Worth County Sheriff Jeff Hobby didn’t believe the Sylvester police had done a thorough enough job, so he and deputies Tyler Turner and Deidra Whiddon entered Worth County High School, put the school on lockdown for two hours, separated the boys from the girls, ordered them up against the wall, and searched all 900 students for drugs. Needless to say, students and parents were angry about the invasive pat-downs and lack of probable cause. Interim Worth County Superintendent Lawrence Walters said they had no idea how far the sheriff and his deputies were going to go that day:
Interim Worth County Superintendent Lawrence Walters said he understands parents concerns about the drug search at Worth County High school on Friday.
"I've never been involved with anything like that ever in the past 21 years and I don't condone it," said Walters.
Walters said in March Sheriff Jeff Hobby told him his department was going to do a drug search at the school after spring break.
"We did not give permission but they didn't as for permission, he just said, the sheriff, that he was going to do it after spring break," said Walters.
This week a grand jury returned six charges against the sheriff and two deputies:
Worth County Sheriff Jeff Hobby is being charged with violation of oath by a public officer, two counts of false imprisonment under color of law and one count of sexual battery.
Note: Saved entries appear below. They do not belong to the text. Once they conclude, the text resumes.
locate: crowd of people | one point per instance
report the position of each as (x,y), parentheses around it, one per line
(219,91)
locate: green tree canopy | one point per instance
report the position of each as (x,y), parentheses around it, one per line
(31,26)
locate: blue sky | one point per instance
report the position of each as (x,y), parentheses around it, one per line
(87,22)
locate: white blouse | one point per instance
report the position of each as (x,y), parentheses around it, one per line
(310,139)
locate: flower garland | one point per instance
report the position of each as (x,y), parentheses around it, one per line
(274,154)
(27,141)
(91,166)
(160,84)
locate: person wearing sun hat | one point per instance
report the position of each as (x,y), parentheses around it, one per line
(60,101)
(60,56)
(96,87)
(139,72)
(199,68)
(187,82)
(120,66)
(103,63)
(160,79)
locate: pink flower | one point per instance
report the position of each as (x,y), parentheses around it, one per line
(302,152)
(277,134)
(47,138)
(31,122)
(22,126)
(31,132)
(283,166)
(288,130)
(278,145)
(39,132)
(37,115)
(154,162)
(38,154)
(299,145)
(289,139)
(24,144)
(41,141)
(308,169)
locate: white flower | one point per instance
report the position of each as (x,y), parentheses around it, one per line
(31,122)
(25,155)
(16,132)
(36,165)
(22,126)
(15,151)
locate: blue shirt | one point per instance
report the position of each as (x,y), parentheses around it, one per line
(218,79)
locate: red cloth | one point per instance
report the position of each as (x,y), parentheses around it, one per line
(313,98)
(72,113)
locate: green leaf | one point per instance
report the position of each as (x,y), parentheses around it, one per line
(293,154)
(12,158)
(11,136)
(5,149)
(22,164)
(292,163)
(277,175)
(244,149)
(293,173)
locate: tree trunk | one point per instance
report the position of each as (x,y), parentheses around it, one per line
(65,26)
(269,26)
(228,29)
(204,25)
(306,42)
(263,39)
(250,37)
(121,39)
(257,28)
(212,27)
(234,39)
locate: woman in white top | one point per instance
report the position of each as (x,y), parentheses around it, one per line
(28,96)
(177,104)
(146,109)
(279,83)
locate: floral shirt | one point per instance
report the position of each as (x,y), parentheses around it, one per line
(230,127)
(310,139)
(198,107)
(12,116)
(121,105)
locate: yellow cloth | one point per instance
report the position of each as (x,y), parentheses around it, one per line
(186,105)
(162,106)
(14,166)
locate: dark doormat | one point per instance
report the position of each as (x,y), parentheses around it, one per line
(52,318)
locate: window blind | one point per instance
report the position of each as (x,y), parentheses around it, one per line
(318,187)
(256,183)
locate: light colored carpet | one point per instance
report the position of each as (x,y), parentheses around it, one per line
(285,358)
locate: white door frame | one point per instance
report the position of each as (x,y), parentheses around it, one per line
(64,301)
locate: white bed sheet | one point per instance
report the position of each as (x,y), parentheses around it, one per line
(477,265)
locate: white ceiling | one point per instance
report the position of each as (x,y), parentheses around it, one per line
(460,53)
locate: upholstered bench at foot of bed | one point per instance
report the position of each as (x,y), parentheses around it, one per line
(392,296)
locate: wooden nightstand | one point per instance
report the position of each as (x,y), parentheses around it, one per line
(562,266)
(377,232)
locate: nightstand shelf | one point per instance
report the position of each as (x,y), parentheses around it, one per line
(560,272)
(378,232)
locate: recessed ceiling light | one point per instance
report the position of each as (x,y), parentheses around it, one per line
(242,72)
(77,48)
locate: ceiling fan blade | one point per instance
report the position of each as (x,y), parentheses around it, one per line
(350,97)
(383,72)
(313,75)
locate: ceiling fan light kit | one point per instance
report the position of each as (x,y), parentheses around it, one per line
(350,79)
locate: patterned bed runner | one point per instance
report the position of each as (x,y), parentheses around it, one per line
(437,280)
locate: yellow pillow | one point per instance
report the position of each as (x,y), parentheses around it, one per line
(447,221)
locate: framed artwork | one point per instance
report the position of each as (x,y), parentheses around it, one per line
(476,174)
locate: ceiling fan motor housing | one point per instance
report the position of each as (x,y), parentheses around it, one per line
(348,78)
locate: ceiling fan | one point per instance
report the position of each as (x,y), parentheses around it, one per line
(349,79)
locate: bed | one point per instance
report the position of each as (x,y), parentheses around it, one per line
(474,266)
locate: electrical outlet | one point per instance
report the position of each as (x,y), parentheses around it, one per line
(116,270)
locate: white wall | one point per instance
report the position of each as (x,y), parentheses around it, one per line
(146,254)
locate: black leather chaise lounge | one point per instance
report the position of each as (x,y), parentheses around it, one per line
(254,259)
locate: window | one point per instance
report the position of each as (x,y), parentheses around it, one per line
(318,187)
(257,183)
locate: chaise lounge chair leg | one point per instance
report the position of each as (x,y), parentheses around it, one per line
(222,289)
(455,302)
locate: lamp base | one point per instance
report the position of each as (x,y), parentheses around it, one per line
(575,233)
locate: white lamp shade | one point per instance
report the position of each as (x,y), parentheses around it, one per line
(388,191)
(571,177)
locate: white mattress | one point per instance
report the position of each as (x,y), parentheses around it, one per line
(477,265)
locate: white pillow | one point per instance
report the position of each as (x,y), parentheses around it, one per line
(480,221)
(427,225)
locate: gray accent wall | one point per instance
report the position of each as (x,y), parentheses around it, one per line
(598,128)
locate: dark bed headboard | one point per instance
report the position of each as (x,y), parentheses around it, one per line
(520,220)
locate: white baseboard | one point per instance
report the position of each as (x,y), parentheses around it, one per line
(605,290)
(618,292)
The indictment says the Sheriff violated the terms of his oath by ordering deputies to search students at Worth County High School on April 14, 2017 without probable cause or any other legal basis and without due process.
It goes on to say that he and one of his deputies intentionally made physical contact with intimate parts of a male student’s body by touching the student’s groin.
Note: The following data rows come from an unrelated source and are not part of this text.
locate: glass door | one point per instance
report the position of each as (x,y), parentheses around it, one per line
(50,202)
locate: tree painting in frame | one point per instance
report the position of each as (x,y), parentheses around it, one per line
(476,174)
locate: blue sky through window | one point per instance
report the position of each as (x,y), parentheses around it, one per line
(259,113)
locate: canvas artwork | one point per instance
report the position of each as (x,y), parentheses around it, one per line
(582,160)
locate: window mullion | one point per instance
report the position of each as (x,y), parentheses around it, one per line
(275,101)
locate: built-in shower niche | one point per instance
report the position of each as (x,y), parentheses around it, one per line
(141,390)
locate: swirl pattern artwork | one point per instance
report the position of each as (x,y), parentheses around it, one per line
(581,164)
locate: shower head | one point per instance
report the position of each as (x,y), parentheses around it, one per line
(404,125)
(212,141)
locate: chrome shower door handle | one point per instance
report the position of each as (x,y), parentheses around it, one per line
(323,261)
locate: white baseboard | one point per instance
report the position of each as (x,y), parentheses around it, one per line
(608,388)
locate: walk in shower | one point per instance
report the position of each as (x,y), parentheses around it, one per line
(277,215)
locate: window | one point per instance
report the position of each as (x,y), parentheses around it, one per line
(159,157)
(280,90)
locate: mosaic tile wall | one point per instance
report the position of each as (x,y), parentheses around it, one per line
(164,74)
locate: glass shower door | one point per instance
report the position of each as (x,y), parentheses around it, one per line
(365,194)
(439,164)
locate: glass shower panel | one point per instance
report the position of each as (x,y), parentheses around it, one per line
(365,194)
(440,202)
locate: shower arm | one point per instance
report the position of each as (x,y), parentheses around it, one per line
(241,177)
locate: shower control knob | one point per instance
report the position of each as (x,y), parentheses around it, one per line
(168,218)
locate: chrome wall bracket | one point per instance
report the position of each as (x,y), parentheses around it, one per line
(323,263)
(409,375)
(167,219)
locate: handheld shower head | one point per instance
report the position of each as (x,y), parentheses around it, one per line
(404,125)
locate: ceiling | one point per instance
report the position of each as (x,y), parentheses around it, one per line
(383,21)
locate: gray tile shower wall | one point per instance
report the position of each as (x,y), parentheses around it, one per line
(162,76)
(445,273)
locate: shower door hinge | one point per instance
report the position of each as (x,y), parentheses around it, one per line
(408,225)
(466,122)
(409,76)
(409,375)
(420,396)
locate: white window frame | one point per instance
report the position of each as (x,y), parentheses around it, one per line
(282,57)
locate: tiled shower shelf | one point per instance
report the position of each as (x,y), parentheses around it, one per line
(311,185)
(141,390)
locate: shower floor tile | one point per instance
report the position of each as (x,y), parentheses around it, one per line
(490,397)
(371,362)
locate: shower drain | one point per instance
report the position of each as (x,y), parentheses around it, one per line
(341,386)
Worth County Deputies Tyler Turner and Deidra Whiddon, also known as Deidra Tucker, are also facing charges.
Turner for sexual battery and violation of oath by a public officer and Tucker for violation of oath by a public officer.
No drugs were found in the search. Several families have filed a federal lawsuit for violating the students' Fourth and 14th Amendment rights:
Lawyers for the Southern Center for Human Rights are representing the students and the nine families who filed the lawsuit.
"To vindicate the rights of these children who were violated physically, who were so affected by the search that they were subject to that they felt humiliated," said Southern Center for Human Rights Attorney Crystal Redd.
The lawsuit claims the deputies conducted the search without individualized suspicion.
"The Fourth Amendment requires individualized suspicion before a police officer would be able to touch the child," explained Redd.